I liken this argument to George Soros’ comments on dollar weakness: "The dollar is a very weak currency except all the others." Right now, there is no alternative to the dollar.  Some people are fleeing U.S. assets if they can. But the alternatives are limited and this limits how far the dollar will fall. And this is unfortunate because the monetary system now in place is in need of change.  Without it, we are likely to see nationalistic policy responses to economic weakness, which will induce conflict.

Wolf says:

I arrive, by a somewhat different route, at the same conclusion as Mr Bergsten: the global role of the dollar is not in the interests of the US. The case for moving to a different system is very strong. This is not because the dollar’s role is now endangered. It is rather because it impairs domestic and global stability. The time for alternatives is now.

Apropos alternative monetary systems, we might start with Paul Davidson’s ideas, which I first highlighted here in November.  So there is no hyperinflation, no U.S. national bankruptcy, and  no dollar crash coming. But, the financial crisis demonstrates we are living on borrowed time and need a new monetary system. The time is now.



The rumours of the dollar’s death are much exaggerated – Martin Wolf

  1. Adam Sharp says

    “Right now, there is no alternative to the dollar.”
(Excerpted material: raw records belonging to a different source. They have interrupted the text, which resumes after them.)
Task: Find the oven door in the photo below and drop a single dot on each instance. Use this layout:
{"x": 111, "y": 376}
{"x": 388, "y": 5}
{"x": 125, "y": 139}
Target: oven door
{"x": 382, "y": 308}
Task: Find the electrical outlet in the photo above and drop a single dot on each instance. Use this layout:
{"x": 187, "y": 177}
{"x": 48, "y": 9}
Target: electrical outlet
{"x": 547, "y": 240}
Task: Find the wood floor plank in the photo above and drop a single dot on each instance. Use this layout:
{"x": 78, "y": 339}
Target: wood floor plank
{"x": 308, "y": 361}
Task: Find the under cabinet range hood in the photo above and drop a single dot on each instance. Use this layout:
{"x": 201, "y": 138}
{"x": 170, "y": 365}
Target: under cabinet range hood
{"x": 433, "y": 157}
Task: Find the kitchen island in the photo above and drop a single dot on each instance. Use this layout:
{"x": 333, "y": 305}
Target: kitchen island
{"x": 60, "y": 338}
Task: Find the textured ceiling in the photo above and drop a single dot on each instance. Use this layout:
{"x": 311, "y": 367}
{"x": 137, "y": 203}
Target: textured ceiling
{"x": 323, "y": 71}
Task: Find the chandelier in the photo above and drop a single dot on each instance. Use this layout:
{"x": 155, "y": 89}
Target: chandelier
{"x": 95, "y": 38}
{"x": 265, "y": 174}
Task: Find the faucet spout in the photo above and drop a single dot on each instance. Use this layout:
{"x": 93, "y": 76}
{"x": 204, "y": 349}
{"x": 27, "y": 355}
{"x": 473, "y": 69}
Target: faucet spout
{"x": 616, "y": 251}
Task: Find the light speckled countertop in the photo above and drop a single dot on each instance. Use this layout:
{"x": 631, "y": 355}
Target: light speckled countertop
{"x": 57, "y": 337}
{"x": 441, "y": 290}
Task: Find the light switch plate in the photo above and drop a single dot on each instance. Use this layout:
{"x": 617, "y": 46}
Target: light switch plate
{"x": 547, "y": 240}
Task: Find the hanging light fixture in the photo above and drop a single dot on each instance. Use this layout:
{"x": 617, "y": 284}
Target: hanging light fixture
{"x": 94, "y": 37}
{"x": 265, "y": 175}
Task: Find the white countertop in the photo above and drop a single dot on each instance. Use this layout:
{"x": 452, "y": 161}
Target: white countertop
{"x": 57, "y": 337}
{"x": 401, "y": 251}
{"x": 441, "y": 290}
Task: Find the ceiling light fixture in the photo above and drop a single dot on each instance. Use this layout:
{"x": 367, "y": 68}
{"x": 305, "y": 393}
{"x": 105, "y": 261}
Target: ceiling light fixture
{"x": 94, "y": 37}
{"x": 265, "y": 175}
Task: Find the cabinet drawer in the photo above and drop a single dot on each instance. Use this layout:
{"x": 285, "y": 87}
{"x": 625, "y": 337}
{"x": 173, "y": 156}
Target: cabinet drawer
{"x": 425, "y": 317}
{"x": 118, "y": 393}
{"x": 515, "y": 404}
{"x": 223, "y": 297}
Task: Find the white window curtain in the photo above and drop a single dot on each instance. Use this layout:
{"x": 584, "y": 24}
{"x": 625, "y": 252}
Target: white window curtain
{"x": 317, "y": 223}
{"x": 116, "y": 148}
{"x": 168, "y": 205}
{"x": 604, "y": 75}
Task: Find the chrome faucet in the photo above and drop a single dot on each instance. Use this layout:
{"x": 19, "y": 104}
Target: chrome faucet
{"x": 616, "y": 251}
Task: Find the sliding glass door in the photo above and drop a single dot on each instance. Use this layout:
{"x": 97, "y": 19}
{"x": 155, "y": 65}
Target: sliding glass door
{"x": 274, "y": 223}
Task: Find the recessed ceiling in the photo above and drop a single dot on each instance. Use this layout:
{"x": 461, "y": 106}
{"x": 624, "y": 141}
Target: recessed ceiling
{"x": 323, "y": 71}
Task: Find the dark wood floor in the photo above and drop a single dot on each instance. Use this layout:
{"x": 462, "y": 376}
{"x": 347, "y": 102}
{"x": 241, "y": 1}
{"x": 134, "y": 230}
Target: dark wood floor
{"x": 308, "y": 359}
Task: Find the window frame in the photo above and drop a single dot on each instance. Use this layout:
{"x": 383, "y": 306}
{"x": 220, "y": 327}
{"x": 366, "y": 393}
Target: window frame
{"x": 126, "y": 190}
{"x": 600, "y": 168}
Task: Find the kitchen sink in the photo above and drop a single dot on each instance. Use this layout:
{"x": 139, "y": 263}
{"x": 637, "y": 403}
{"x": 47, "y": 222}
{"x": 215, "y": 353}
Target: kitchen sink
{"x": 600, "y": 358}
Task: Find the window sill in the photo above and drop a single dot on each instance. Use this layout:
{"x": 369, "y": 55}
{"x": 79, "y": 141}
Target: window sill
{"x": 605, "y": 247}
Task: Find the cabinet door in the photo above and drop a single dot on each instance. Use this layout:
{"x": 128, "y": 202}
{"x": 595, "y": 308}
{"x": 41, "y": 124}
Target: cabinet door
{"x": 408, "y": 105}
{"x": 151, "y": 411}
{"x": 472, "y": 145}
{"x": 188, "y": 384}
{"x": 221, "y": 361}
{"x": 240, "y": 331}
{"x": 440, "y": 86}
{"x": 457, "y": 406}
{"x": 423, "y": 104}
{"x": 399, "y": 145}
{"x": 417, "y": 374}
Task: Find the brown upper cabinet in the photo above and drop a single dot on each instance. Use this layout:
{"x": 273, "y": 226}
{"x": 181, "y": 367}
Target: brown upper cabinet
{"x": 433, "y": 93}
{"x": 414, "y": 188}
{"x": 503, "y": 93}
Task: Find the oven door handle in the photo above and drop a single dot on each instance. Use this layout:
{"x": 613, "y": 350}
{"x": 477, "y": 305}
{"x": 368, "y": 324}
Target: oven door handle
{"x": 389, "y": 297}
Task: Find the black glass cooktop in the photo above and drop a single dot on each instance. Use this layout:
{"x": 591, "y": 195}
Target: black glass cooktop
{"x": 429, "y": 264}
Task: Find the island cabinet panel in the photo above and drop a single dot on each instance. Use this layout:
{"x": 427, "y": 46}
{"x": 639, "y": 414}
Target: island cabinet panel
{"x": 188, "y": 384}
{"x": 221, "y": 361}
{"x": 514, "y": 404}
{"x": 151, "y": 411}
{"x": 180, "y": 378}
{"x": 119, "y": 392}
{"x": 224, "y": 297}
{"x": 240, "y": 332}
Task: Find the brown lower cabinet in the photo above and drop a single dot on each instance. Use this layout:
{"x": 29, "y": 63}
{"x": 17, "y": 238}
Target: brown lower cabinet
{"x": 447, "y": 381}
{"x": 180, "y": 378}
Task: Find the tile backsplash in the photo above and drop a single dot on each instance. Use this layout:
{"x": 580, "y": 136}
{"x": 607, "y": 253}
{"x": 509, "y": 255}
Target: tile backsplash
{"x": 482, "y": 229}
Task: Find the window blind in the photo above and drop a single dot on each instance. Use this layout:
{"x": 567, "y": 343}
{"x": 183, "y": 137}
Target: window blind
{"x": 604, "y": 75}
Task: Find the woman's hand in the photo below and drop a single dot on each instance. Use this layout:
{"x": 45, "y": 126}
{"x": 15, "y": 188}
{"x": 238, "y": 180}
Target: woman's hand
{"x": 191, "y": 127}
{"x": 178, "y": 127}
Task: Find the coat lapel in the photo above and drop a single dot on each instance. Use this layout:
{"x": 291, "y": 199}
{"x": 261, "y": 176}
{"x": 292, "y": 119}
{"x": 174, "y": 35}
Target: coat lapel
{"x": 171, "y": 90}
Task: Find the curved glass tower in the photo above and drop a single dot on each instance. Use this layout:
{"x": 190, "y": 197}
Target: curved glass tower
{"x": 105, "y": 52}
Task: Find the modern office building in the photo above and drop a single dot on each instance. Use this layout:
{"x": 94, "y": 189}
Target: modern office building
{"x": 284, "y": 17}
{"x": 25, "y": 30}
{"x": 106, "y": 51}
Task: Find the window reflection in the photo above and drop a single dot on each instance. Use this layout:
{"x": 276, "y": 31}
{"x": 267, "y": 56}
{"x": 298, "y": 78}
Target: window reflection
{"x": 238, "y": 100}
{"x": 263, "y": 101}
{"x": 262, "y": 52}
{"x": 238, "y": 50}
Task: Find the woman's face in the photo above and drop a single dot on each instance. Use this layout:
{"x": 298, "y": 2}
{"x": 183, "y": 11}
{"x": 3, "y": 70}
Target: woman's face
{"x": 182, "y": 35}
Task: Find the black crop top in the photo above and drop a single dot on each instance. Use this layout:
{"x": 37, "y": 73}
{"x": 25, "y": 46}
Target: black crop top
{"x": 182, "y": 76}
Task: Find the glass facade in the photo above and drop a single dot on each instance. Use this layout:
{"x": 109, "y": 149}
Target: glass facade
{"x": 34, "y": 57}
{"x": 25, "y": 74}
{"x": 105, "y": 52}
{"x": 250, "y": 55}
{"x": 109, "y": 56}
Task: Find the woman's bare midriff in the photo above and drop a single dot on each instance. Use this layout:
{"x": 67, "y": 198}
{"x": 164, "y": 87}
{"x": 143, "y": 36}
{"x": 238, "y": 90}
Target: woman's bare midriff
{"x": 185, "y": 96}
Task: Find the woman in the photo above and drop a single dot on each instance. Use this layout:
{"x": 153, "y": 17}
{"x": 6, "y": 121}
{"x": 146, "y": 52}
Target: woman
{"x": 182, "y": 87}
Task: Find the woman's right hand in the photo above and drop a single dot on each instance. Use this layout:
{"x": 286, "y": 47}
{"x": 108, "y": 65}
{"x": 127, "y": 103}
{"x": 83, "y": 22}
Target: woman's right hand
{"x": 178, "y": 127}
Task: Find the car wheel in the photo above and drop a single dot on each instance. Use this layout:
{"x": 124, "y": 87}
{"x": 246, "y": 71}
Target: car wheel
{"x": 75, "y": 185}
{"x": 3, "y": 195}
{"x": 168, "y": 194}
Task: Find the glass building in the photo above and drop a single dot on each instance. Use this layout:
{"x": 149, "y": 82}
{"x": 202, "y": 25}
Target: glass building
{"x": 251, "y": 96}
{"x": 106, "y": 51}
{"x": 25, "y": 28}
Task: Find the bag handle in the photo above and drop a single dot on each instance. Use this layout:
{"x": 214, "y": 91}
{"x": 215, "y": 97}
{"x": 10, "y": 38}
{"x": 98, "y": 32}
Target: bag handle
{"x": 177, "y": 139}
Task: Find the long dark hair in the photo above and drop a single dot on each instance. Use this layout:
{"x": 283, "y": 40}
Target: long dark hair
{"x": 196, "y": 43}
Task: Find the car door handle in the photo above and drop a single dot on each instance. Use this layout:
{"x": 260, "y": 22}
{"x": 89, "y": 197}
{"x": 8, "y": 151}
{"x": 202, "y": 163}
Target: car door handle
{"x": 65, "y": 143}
    Hey Edward, gotta disagree with you here. It may take a while to complete, but the dollar appears to be on its way out as reserve currency.

    A study of all hyperinflation incidents of the last 30 years shows that the tipping point occurs when a government’s deficits reach 40% of its expenditures. That’s the US’s projected deficit in 2009. Writeup here:


    1. Edward Harrison says

      It sounds more like you agree because you admit “it may take a while.” That is exactly my point.

      1. Anonymous says


        Thank you for this balanced post. Many salient points.

        As for the hyper-inflation argument, it is sad that Mar Faber, being as well read on economic and financial history, clearly hasn’t read or understood Bernholz’s book on hyper-inflation and the structural triggers the pre-date any such events (‘Monetary Regimes and Inflation: History, Economic and Political Relationships’).

        I really recommend it as a reading. Eventually it’s about credibility, but the steps required to be taken to the loss of credibility are what matter.

        USA is not there yet objectively speaking, although it is taking some calculated steps towards that direction and the markets are keenly watching.

        As for the money management firm newsletter that cherry-picked Bernholz’s analysis recently, well they clearly have not read the whole book nor studied the fiscal history of several nations.

    2. pebird says

      Certainly more than 30 years ago, but the US had a deficit that was 68% of spending in 1864, 73% of spending in 1865, 40% in 1935, 43% in 1936 and 50% in 1945. Of course, mostly depression and war years – but we are in two wars now and probably a depression. I don’t think there were hyperinflation periods in the US back then.

      The countries we are talking about include Argentina, Brazil, Bolivia, Angola, Eastern European countries after communism fell. In 1983, inflation hit close to 200% in Israel (don’t know if that fits the definition of hyperinflation).

      There were a lot of reasons why those currencies inflated – I doubt it was due to budget deficits as a percentage of government spending, but it sounds good.

  2. Anonymous says

    Of course there is an alternative to the Dlr…It is called a basket of everything non-dollar (including gold and natural resources).
    The Nash equilibrium (it is in nobody’s interest the dollar goes down, so we we wont sell the dlr, except for the us) has been destabilized with the slow decline of the dlr. If this continues, first out (small asian central banks?), before a dlr crisis, is best off. This trading thinking, not academic/economist thinking.